Friday, 19 February 2016

Comedians will have to stop telling jokes

The radio advertisement features a female voice-over which says, "They say there's no such thing as a free lunch. Not true. Because right now, at Thirsty Camel, we're giving away a gourmet super model's lunch. That is, a refreshingly free bottle of water."
Tut, tut. 
And the complaints flooded in. Like this one:
I feel that this radio ad makes light of disordered eating and the modelling industry. It stated that purchasing this product will get you "a supermodel's lunch" which according to the ad was "a bottle of water". Disordered eating should not be prompted, mocked or taken lightly, it deeply affects many peoples life. The water is advertised as a super model's lunch which is derogatory and offensive to the modelling industry. It portrays models in a bad light and demeans their intelligence. A lot of super models work extremely hard to maintain a high standard of fitness and nutrition and can be positive role models to young women in leading a healthy life. The ad perpetuates negative views of the modelling industry which are no longer representative of the majority of super models. This ad is a form of ridicule and promotes body shaming. I respectfully ask that you review and remove this ad from the radio.
Enter the Australian Advertising Standards Board.

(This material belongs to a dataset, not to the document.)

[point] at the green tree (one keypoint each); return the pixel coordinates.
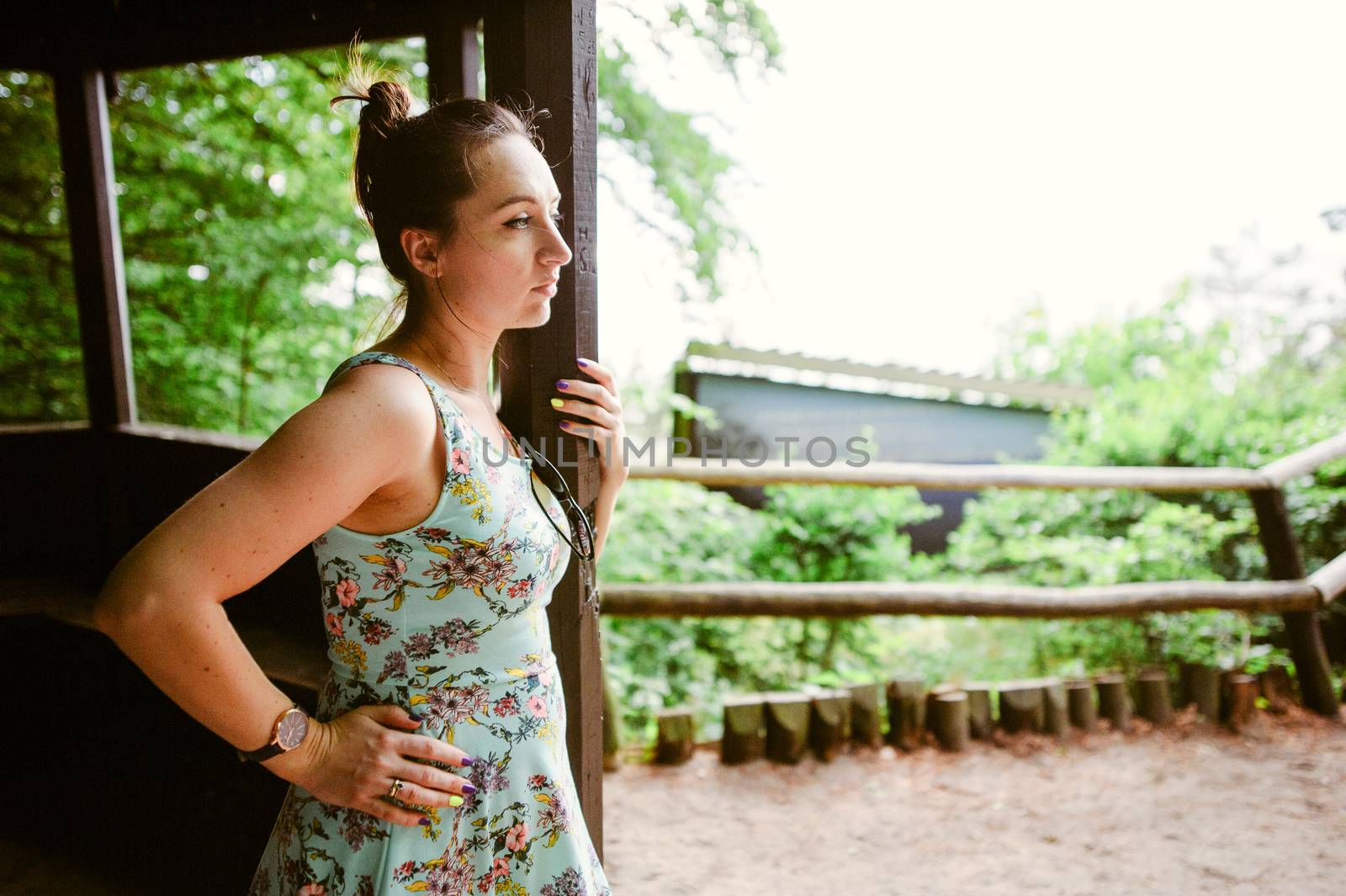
(249, 272)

The Board noted the reference to water being a supermodel’s lunch and considered that the association between models and starvation is a stereotype. The Board noted that whilst there is still a level of community concern over the health of models, in the Board’s view most reasonable members of the community would interpret this comment as a light-hearted comment which is not intended to imply that all supermodels, male and female, could or should starve themselves. The Board considered that the advertisement did not present models in a negative manner and the use of humour means that the stereotype is not presented in a negative manner. Overall the Board considered that the advertisement did not discriminate or vilify against a person or group of people on account of their gender or occupation.
But wait, there's more.
The Board considered Section 2.6 of the Code. Section 2.6 of the Code states: “Advertising or Marketing Communications shall not depict material contrary to Prevailing Community Standards on health and safety”. 

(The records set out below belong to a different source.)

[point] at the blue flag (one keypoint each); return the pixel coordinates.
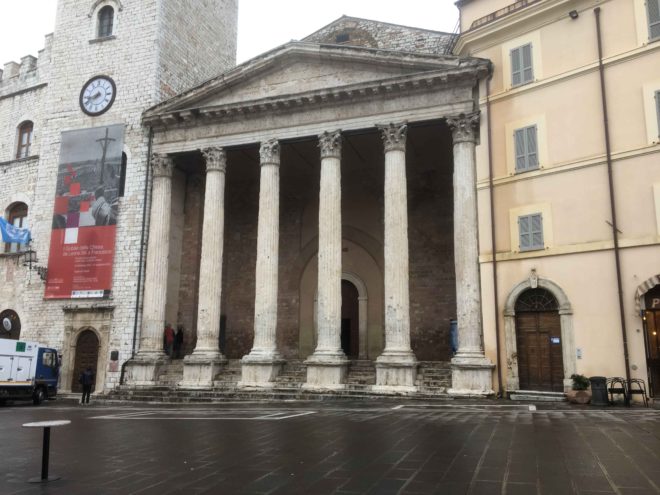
(14, 234)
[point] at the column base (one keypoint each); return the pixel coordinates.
(471, 375)
(145, 368)
(326, 371)
(396, 372)
(200, 368)
(259, 370)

The Board noted the complainants’ concerns that the advertisement makes light of eating disorders. The Board noted that there is a level of community concern over the portrayal of models and the prevalence of eating disorders within that industry. The Board noted the placement of the advertisement on the radio and considered that whilst children would not be the target audience it was likely that they would hear the advertisement. 

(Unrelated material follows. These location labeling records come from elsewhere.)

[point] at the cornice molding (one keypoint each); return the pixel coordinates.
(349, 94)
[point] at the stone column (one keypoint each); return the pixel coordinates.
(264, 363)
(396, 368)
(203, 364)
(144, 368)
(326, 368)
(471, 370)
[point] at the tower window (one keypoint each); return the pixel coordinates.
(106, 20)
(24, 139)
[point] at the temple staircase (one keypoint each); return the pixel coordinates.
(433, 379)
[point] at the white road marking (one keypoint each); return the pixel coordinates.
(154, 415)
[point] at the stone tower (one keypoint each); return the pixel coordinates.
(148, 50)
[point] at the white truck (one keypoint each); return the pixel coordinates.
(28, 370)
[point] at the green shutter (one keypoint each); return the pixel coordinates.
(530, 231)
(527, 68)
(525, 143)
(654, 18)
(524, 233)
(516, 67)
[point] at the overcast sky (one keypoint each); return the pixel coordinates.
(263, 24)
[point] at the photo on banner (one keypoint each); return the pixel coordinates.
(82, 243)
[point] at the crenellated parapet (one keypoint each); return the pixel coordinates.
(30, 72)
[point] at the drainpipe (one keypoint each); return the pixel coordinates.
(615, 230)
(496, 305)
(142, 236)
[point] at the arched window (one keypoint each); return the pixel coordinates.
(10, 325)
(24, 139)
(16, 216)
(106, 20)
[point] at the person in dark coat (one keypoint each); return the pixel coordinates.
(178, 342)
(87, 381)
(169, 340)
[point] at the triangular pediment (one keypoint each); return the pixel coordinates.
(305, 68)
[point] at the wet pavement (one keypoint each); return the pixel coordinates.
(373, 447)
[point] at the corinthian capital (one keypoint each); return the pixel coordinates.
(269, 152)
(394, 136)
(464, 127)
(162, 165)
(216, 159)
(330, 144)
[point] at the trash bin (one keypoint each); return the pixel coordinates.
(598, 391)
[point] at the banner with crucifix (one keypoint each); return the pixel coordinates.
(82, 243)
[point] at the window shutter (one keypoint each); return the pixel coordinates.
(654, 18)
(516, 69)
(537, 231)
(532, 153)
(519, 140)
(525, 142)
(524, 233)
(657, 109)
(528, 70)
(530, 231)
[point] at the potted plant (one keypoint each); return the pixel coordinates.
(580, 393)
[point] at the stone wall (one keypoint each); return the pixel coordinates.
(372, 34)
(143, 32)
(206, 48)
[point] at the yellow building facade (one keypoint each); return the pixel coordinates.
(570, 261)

A minority of the Board noted that the association between drinking water for lunch and being a model is an out-dated notion and considered that most members of the community would find the content of the advertisement to be a tongue-in-cheek reference which does not encourage or condone eating disorders. 
Following considerable discussion however, the majority of the Board noted that there is a level of community concern around body image and eating disorders, especially with young women. The Board noted that supermodels are often seen as inspirational to young women and considered that by promoting water as a supermodel’s lunch, even in a humorous way, the advertisement is validating the myth that models survive on water and little food. The majority of the Board noted the factual manner in which the voiceover references a supermodel’s lunch twice in a short period of time and considered that the overall message implies that it is okay for models to replace food with water and therefore if you want to be a model then this is acceptable behaviour. 
Based on the above the Board considered that the advertisement did depict material contrary to Prevailing Community Standards on healthy eating and body image. 
The Board determined that the advertisement did breach Section 2.6 of the Code. Finding that the advertisement did breach Section 2.6 of the Code, the Board upheld the complaints. 
Stand up comics: Consider yourselves warned.